Scenario
A 28‑year‑old man presents to the ED 12 hours after punching another person in the face and sustaining a 1 cm laceration over the dorsal aspect of his right third metacarpophalangeal joint. He cleaned it at home but now has:
Increasing pain, swelling, and erythema over the joint
Temperature 38.2 °C, pulse 100 bpm
Mild crepitus when extending the finger
No obvious abscess, but the wound is tender with a small serosanguineous discharge
He is otherwise healthy, with no penicillin allergy.
Question
Which empiric oral antibiotic regimen is most appropriate for this patient?
A) Amoxicillin–clavulanate
B) Clindamycin monotherapy
C) Doxycycline + metronidazole
D) Cephalexin
E) Dicloxacillin
✅ Correct Answer: A) Amoxicillin–Clavulanate
📘 Mini‑Lesson & Teaching Points
Likely Pathogens:
Eikenella corrodens (Gram‑negative), oral anaerobes
Staphylococcus aureus, Streptococcus spp.
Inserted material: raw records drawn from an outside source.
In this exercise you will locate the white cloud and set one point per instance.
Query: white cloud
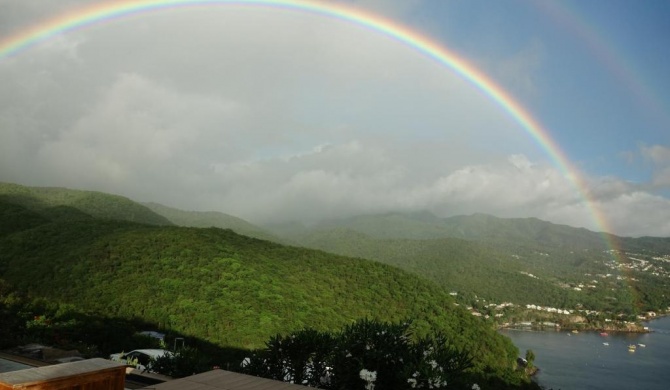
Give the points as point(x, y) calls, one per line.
point(284, 115)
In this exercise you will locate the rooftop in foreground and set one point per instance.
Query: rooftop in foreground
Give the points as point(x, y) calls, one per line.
point(228, 380)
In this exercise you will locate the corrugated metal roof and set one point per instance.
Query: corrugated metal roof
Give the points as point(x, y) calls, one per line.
point(225, 380)
point(46, 373)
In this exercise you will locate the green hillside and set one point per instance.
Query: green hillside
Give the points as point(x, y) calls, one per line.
point(95, 204)
point(494, 258)
point(222, 287)
point(211, 219)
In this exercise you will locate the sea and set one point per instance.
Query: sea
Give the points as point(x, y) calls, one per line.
point(590, 361)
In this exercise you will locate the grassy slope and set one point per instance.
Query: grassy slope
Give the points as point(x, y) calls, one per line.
point(211, 219)
point(485, 255)
point(222, 287)
point(95, 204)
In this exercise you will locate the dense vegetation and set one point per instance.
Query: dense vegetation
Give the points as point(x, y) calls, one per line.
point(215, 285)
point(494, 258)
point(211, 219)
point(366, 354)
point(91, 203)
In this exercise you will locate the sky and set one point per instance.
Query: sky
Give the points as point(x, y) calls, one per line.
point(274, 114)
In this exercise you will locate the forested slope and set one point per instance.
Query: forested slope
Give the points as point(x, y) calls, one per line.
point(92, 203)
point(211, 219)
point(222, 287)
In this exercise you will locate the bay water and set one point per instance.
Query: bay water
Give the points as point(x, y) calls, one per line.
point(583, 361)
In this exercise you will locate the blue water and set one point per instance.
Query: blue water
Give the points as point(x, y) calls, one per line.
point(581, 361)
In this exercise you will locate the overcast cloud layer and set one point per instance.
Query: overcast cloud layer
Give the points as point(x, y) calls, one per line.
point(277, 115)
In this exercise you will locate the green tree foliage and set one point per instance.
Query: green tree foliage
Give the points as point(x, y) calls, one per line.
point(365, 354)
point(215, 285)
point(183, 362)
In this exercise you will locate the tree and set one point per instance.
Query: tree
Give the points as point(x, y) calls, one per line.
point(530, 358)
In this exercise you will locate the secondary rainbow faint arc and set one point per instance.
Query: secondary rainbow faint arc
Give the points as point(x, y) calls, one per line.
point(106, 11)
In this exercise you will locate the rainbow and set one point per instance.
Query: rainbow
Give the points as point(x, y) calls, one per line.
point(112, 10)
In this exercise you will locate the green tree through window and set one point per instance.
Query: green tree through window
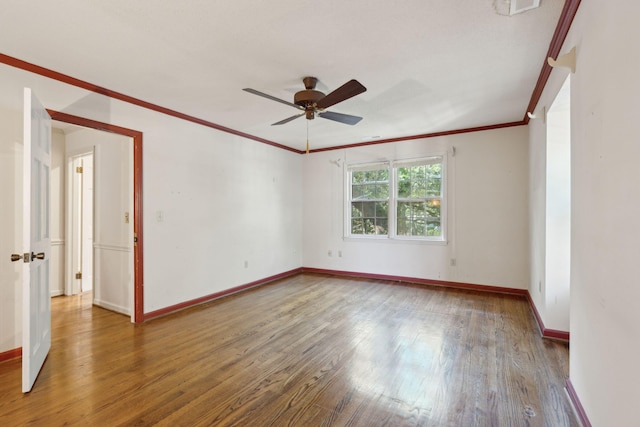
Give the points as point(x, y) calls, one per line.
point(412, 188)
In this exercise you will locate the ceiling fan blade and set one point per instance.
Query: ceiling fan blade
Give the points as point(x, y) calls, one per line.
point(288, 119)
point(346, 91)
point(339, 117)
point(273, 98)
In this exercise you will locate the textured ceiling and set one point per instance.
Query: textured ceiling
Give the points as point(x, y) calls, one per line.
point(428, 65)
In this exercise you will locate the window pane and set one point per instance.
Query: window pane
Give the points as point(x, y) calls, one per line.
point(356, 210)
point(356, 191)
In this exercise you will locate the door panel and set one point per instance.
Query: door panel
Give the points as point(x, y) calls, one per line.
point(36, 299)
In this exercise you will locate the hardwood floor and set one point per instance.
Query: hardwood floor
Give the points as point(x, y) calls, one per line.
point(311, 350)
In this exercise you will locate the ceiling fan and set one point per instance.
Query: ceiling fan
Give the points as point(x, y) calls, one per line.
point(312, 102)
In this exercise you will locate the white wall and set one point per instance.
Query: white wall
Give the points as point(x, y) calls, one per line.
point(487, 215)
point(10, 229)
point(225, 200)
point(605, 319)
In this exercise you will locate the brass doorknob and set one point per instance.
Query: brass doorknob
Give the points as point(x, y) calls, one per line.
point(39, 255)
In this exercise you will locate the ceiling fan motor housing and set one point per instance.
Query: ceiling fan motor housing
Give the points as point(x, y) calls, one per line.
point(307, 98)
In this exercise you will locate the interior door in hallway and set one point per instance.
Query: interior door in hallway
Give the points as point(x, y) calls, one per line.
point(36, 308)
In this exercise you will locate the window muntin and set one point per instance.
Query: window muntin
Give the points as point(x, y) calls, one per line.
point(401, 200)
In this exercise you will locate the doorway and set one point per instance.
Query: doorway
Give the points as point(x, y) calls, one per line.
point(134, 216)
point(81, 212)
point(558, 209)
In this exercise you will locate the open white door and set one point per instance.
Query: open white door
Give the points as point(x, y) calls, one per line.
point(36, 298)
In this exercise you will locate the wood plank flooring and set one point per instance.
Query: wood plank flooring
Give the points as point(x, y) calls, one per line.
point(311, 350)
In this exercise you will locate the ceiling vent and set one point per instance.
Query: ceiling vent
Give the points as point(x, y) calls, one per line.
point(519, 6)
point(513, 7)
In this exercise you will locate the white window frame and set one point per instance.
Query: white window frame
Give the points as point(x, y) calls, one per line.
point(392, 166)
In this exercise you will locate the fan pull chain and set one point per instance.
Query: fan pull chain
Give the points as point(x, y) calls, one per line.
point(307, 136)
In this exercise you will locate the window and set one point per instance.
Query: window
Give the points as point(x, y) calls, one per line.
point(401, 199)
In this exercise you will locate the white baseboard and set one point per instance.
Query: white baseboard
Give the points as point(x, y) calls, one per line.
point(112, 307)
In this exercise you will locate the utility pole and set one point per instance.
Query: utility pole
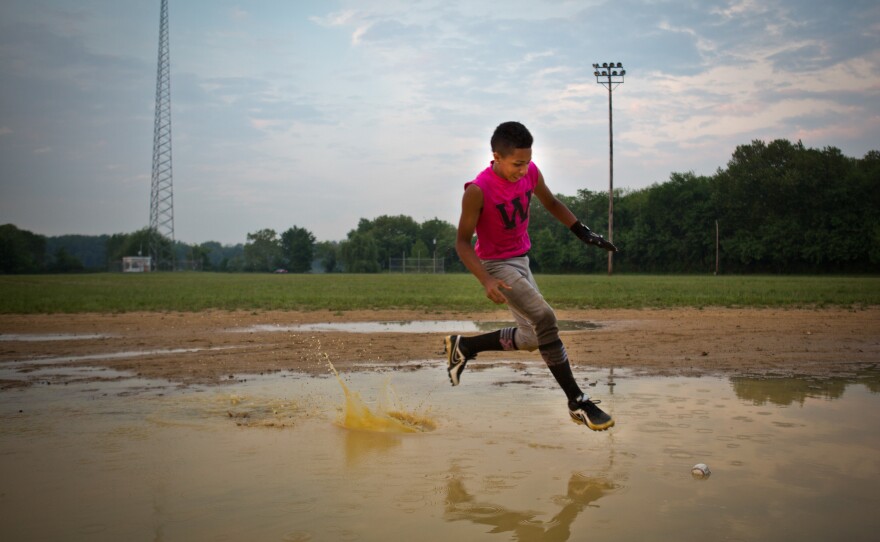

Note: Pasteurella multocida (from cat bites) can mimic Eikenella corrodens in terms of rapid onset cellulitis and similar antibiotic susceptibilities, but human‐bite wounds classically involve Eikenella.
Why Amoxicillin–Clavulanate?
Single‑agent cover for Eikenella and anaerobes, plus Staph/Strep
Excellent oral bioavailability; standard first‑line for human‐bite wounds
Why the Others Are Less Suitable
B) Clindamycin: No reliable Gram‑negative/Eikenella coverage
C) Doxycycline + Metronidazole: Covers Eikenella and anaerobes—acceptable second‐line if β‑lactam allergy, but two drugs vs one
D) Cephalexin: Good for MSSA/Strep only; misses Gram‑negatives/anaerobes
E) Dicloxacillin: Narrow anti‑staph agent; no Gram‑negative or anaerobic activity
Alternative for Penicillin Allergy
Doxycycline + metronidazole or moxifloxacin monotherapy are guideline‑endorsed alternatives in true β‑lactam allergy
Additional Management
I&D or joint washout if septic arthritis is suspected (crepitus, painful ROM)
Tetanus prophylaxis and update immunisation if needed
Leave the wound open—do not suture human‐bite wounds due to high infection risk
Key Take‑Home:
For uncomplicated human‐bite cellulitis in a non‐allergic patient, amoxicillin–clavulanate is the empiric oral antibiotic of choice. In those with penicillin allergy, switch to doxycycline + metronidazole or moxifloxacin.